The director screwed up by taking out the part of the sex that did excite Ana, and instead leaving in a few minutes of sterile, subclinical kinky sex. He gets what he wants and she gets what she can tolerate. American audiences are, sadly, used to that. If it is indeed the ratings system that leaves a woman's explicit sexual pleasure on the cutting room floor — but will emphasize a scene of pain devoid of pleasure, sexual or otherwise — that's a fucking problem.

Later, Christian strikes Ana, hard, on her butt with a belt while she counts out six lashes.
This is one of the only scenes where I feel like she's behaving like someone who's being put in the victim position, and it could so easily have been avoided. She's not moving. She's crying. She looks like someone who's thinking, "I'll just get through this and then everything will be OK and I will be safe again." Granted, on the submissive side, there often can be a little pushing of your own boundaries. There is a question of: Is this too much for me right now? But when you're actually kinky there's no conflict about whether you're enjoying it, ultimately.

And what he's doing is not so out of the realm of ordinary things you would do in a BDSM relationship. Six really hard hits? As long as it lands on the meaty part of the thighs or ass, it's not unsafe, especially if you're warmed up. I mean, it's not exactly nothing. You're going to be left with marks. But that's not edge-play. Edge-play is piercing, or sounding, which is when you take a well-sterilized metal object and insert it in someone's urethra. Some people would consider fisting edge-play — I don't. The way they did this scene is more like torture porn. He looks horrified at what he's done. He shouldn't be horrified by what he's done — he should be horrified that he's trying to convert someone who's not submissive. Remember [the James Spader/Maggie Gyllenhaal movie] Secretary? That was an awakening, not a conversion. 

Christian is, in his own words, "50 shades of fucked up."
I think I set off a contagious laugh when he said that. Sometimes the actors had to deliver a line so ridiculous that I could really see them thinking, "We have to say this now." I do question the need to have this intense origin story that suggest people have to be fucked up in order to [engage in BDSM]. I find that even in the best of representations of BDSM, it's very common for there to be an origin story. For me, there wasn't one. I started dating this guy when I was 15 or 16 and very naturally we oriented our way into doing corporal punishment and spanking and stuff. Neither of us had any reason to say, "Oh, this reminds me of some misery from my childhood." I'm not going to pretend to speak for everybody in that respect. There can be people whose reason for being into this is because something bad happened, and this is their catharsis. But kinky people get mad about representations like this because it's usually created by people who either aren't kinky or who are afraid of their kinkiness. It gets really judgmental.
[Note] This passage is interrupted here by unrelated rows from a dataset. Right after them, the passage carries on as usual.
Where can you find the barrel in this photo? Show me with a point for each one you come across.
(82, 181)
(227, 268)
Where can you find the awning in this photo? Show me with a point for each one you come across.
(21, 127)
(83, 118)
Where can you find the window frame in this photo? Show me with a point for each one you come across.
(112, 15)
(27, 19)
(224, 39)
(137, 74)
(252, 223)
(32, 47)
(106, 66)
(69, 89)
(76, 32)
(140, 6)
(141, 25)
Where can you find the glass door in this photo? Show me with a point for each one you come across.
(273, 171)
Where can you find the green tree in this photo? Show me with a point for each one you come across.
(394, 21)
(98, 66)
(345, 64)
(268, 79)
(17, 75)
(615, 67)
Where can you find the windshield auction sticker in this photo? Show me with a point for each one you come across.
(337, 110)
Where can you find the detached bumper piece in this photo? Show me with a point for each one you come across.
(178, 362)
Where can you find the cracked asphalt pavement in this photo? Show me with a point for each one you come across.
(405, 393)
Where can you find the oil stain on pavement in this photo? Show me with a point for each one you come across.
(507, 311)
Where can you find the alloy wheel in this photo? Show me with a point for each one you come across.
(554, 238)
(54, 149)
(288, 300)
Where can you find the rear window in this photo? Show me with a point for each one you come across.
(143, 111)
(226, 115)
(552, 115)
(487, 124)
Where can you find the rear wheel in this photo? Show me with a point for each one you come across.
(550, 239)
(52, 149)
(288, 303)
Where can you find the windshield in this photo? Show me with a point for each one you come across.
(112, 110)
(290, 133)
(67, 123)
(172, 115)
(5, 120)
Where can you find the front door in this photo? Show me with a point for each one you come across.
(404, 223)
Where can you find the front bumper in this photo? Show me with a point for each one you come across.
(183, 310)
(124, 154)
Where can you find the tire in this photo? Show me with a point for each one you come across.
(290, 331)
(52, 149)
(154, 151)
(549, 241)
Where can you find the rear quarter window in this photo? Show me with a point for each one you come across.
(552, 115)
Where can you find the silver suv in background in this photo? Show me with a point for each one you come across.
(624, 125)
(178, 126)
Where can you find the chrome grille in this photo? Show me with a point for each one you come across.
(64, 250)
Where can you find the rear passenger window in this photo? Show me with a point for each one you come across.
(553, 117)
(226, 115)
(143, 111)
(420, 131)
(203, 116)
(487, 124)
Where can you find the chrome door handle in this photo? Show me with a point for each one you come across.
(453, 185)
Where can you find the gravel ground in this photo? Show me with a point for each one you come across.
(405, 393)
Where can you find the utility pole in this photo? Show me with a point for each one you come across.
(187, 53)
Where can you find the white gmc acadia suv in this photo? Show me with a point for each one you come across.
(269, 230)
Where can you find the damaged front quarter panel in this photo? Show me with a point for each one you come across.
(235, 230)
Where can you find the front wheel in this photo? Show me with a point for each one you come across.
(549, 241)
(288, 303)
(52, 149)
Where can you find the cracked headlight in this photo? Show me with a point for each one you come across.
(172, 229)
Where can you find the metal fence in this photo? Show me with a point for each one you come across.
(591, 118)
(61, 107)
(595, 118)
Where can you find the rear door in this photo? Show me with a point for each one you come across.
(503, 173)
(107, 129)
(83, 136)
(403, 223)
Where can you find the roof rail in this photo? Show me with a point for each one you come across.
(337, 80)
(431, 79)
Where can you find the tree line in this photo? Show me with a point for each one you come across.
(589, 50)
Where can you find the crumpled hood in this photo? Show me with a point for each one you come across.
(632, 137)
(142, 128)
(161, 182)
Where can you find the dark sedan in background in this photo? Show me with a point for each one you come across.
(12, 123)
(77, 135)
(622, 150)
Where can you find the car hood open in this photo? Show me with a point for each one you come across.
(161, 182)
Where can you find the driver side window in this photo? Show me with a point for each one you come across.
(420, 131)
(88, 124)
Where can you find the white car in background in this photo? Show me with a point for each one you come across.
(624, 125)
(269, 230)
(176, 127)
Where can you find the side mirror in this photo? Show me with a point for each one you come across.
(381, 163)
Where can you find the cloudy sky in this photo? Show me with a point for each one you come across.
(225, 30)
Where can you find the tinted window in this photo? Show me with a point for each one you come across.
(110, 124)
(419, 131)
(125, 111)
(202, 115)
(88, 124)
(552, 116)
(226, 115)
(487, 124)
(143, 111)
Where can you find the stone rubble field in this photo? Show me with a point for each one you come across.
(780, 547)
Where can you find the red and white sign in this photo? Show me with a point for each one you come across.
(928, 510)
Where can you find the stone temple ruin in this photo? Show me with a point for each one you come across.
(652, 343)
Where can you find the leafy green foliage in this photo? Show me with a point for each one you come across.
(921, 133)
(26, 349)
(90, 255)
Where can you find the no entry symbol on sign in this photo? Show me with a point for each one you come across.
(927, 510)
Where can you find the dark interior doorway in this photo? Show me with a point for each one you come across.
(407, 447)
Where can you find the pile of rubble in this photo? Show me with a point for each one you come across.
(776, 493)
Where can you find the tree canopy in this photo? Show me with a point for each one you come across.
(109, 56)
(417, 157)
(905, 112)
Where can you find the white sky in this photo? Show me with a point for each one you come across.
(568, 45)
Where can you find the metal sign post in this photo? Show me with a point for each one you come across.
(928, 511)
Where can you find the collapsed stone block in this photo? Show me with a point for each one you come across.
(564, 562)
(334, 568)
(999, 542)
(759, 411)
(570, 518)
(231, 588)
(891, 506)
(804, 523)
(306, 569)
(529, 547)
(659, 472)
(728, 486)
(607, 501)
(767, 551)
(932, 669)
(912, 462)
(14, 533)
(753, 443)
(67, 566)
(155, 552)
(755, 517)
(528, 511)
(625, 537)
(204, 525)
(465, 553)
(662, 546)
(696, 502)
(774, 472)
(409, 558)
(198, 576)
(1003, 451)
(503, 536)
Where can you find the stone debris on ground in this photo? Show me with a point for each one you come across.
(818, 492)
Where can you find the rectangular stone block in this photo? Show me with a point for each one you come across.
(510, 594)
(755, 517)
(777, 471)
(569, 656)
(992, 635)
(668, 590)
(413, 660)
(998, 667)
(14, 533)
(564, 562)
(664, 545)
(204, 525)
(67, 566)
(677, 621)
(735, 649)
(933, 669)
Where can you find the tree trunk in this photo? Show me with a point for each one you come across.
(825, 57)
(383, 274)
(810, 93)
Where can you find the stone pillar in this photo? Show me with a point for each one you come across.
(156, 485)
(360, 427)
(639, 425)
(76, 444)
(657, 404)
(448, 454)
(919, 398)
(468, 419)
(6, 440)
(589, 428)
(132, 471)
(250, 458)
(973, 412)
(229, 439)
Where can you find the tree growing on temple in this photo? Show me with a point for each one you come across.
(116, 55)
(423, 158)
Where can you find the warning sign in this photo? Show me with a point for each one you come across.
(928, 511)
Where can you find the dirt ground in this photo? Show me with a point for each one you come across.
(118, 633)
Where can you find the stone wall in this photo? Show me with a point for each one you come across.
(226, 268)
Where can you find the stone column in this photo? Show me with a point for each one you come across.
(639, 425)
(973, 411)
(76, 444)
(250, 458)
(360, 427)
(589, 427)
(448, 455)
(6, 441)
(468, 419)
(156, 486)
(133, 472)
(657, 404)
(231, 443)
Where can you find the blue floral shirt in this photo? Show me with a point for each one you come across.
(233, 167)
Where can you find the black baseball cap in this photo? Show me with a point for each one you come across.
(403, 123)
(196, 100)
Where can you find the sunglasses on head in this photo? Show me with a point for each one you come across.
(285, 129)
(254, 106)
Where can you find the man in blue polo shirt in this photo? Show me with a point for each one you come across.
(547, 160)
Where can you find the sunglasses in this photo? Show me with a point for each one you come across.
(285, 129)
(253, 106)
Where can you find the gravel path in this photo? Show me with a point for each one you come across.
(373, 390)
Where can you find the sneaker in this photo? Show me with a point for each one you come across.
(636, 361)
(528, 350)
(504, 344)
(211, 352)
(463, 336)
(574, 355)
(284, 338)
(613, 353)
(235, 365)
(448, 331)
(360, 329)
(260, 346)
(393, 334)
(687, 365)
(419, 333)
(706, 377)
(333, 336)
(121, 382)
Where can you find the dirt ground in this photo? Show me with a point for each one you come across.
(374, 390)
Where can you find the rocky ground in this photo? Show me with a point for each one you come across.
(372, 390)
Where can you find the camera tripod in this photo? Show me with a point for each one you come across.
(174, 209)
Which origin story bugs you: His "crack whore" mom or the submissive relationship he had as a teenager with his adoptive mom's older friend?
Well, both...but we don't know much about the crack whore yet. While the legality of a Mrs. Robinson situation is fucked up, you'd be surprised at how many guys I've known who've had that happen. When he talked about how freeing it felt to submit, that rang true. I just hate that it had to be couched in the idea of a much older woman and a 15-year-old boy.

I'm not the type whose going to say that aspect is problematic, mostly because I think the word "problematic" is starting to become like the word "interesting." It says something without saying anything at all. People are rightfully angry about issues of consent and abuse and stalking. But I personally don't come at it from that perspective. There are pockets, tiny little nuggets of truth in relationships, tucked into all this muck. And for the most part, the muck is the fantasy part of it — the "show up at my parents' place and whisk me away" kind of scenario. Not any one thing is going to get everything right. I believe in encouraging people to take that leap without having to fear everybody jumping down their throat.